Há pouco mais de um ano, um geek interessado no universo do poliamor (mas que aparentemente não é poly), chamado James O'Neill, publicou o knol Polyamory. Tem incorrecções de linguagem (ou, para ser menos politicamente correcto, não está lá muito bem escrito) mas cita muitíssimas fontes e, do ponto de vista do conteúdo, não parece ter grandes problemas.

Já aqui publicámos uma tradução do início das FAQ de Franklin Veaux e outra das FAQ do Loving More. Aqui fica agora um excerto deste knol, traduzido também para português:

O mantra poly
Desde os anos 80, e mais ainda desde os anos 90, a comunidade poly cresceu muitíssimo e tem vindo a partilhar, ao vivo e online, muitas lições aprendidas arduamente por tentativa e erro.

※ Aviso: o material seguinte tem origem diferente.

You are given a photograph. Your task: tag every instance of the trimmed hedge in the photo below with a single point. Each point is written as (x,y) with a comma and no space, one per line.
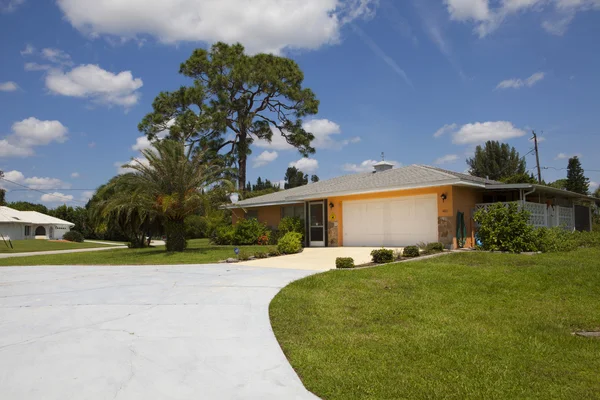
(344,262)
(382,256)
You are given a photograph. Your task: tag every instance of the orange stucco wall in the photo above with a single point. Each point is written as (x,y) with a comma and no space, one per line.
(336,214)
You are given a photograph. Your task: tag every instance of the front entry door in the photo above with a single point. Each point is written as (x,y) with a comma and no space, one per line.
(317,224)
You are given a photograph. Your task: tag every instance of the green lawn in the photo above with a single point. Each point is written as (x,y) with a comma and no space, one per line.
(463,326)
(24,246)
(199,251)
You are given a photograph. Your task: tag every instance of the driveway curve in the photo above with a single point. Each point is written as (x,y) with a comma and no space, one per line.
(145,332)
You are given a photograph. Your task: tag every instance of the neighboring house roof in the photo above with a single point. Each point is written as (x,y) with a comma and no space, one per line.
(409,177)
(8,214)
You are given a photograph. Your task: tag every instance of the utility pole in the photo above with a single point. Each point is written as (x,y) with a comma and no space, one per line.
(537,157)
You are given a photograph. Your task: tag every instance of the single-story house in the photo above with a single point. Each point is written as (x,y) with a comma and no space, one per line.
(404,206)
(20,225)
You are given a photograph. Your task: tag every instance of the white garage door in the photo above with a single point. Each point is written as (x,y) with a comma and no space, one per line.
(400,221)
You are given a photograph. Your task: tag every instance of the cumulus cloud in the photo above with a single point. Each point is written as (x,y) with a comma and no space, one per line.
(447,159)
(56,197)
(365,166)
(306,165)
(487,15)
(9,86)
(445,129)
(324,131)
(480,132)
(265,26)
(29,133)
(91,81)
(519,83)
(265,158)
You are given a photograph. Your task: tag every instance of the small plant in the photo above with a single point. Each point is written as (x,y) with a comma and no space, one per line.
(260,254)
(344,262)
(290,243)
(73,236)
(382,256)
(411,251)
(243,255)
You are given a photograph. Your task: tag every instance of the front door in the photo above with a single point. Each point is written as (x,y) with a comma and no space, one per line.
(316,219)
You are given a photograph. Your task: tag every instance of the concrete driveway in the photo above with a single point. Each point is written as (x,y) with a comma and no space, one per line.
(316,258)
(151,332)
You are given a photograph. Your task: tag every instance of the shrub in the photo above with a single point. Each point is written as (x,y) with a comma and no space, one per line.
(290,243)
(505,228)
(411,251)
(73,236)
(291,224)
(382,256)
(223,235)
(260,254)
(247,232)
(273,252)
(243,255)
(344,262)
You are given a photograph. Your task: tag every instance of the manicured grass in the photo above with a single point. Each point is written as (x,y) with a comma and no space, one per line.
(462,326)
(24,246)
(199,251)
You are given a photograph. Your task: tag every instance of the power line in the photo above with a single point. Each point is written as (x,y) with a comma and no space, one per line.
(41,191)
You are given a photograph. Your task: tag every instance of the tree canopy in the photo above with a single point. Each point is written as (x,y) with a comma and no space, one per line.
(576,179)
(234,100)
(497,161)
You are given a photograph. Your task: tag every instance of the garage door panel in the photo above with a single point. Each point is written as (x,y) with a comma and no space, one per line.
(390,222)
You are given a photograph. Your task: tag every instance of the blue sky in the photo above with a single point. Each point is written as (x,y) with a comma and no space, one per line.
(424,81)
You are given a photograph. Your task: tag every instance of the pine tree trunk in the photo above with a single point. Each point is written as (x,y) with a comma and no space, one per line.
(175,230)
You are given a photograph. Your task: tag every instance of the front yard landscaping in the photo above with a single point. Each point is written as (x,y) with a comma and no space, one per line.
(25,246)
(199,251)
(469,325)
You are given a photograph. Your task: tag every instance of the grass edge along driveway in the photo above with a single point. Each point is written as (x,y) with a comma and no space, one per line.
(494,326)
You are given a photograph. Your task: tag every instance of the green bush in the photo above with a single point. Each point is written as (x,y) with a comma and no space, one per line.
(411,251)
(290,243)
(344,262)
(505,228)
(223,235)
(291,224)
(382,256)
(73,236)
(248,231)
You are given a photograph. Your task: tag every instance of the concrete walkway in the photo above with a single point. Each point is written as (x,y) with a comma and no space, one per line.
(151,332)
(50,252)
(315,258)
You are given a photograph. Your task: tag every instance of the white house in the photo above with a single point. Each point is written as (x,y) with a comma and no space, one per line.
(20,225)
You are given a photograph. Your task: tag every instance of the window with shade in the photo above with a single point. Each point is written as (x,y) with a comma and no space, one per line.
(293,211)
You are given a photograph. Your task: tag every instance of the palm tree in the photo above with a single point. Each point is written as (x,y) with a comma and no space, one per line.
(166,186)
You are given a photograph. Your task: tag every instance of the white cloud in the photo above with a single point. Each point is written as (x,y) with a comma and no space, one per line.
(449,158)
(8,86)
(365,166)
(56,197)
(91,81)
(519,83)
(445,129)
(480,132)
(323,130)
(265,158)
(564,156)
(29,133)
(306,165)
(264,26)
(31,66)
(488,15)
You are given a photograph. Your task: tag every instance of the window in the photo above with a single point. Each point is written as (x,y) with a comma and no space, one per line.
(252,214)
(293,211)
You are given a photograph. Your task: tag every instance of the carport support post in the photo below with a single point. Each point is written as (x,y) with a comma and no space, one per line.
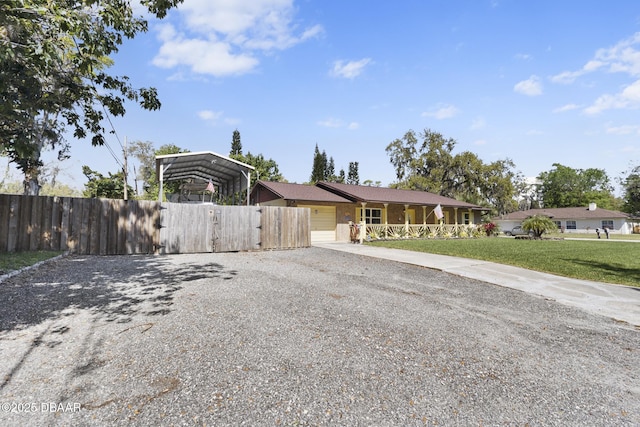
(363,222)
(161,179)
(406,218)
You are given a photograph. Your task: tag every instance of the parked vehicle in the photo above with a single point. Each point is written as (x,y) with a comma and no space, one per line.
(518,231)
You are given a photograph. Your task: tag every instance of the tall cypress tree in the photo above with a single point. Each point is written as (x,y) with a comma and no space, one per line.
(353,177)
(319,166)
(236,145)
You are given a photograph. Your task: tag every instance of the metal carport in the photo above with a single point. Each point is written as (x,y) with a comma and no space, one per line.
(227,175)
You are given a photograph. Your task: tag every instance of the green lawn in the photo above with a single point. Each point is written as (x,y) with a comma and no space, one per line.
(10,261)
(598,260)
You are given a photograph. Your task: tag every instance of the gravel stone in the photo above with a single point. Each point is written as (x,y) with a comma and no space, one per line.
(302,337)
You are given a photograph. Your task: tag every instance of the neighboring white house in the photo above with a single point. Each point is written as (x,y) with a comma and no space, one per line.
(573,220)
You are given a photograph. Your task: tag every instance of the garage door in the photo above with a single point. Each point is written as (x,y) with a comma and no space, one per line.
(323,223)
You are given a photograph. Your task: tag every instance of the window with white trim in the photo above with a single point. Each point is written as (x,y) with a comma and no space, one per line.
(466,218)
(371,215)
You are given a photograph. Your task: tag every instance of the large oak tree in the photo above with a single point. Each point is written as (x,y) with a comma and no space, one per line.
(425,161)
(563,187)
(53,61)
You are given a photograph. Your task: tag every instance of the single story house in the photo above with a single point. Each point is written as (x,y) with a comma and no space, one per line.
(573,220)
(335,206)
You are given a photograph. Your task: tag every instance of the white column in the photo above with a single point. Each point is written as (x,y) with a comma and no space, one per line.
(363,222)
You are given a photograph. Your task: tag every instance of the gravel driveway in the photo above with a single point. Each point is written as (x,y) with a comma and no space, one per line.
(302,337)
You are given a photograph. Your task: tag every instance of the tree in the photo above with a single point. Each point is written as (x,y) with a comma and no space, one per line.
(539,224)
(236,145)
(430,165)
(265,169)
(319,166)
(151,186)
(145,172)
(631,187)
(330,172)
(98,185)
(563,187)
(53,57)
(353,176)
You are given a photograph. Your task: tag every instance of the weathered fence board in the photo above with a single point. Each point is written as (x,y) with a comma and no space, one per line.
(284,228)
(192,228)
(83,226)
(111,227)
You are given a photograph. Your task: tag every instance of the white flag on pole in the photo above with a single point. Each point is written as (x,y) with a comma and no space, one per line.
(438,211)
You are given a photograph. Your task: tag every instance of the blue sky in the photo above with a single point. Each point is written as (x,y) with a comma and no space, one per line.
(537,82)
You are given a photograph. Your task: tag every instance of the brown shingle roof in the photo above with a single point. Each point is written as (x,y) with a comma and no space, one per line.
(289,191)
(566,213)
(363,193)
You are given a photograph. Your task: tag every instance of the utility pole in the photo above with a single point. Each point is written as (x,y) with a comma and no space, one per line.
(124,150)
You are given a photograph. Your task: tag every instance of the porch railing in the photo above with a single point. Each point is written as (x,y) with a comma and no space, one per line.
(421,231)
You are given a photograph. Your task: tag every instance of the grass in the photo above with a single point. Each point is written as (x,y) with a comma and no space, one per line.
(10,261)
(597,260)
(593,235)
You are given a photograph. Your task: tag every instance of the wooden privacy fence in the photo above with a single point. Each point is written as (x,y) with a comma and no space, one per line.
(81,226)
(187,228)
(113,227)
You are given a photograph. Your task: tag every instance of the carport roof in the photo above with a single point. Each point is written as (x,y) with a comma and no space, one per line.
(203,165)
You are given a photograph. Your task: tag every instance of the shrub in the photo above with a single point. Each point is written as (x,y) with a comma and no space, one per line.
(539,224)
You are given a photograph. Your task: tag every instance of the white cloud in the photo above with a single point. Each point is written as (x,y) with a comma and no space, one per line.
(210,116)
(442,112)
(523,56)
(624,57)
(568,107)
(350,69)
(222,37)
(478,123)
(530,87)
(202,56)
(331,123)
(337,123)
(624,130)
(629,98)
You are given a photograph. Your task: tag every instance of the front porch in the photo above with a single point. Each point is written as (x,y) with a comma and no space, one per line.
(422,231)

A experiência mostrou que, para perceber o que se passa com as emoções e pensamentos de cada um, é necessário criar o hábito de comunicar com abertura e honestidade; e que, na ausência dessa comunicação num grupo poly, é praticamente garantido que surgirão problemas. Comunicar o mais cedo possível os pensamentos e emoções (tanto positivos como negativos) previne ressentimentos e situações difíceis, ou força-os a serem postos sobre a mesa. Os parceiros não conseguem «ler a mente dos outros» e não têm «obrigação de perceber ou saber»; estes ideais fantasiados são rapidamente postos de lado pelas pessoas poly bem sucedidas. Quando surge um problema, há que ser aberto, honesto, calmo e compreensivo — e tudo poderá assim resolver-se por si. Algumas pessoas e grupos poly têm «reuniões de família» regulares a fim de promover o desanuviamento de problemas ainda em embrião. Quando não se consegue resolver problemas sérios, é possível procurar a ajuda de um conselheiro habituado a lidar com pessoas poly. Os livros Radical Honesty [sem tradução para português], Os Homens são de Marte, as Mulheres de Vénus e Nonviolent Communication [também sem tradução] podem contribuir com ferramentas para uma comunicação eficaz.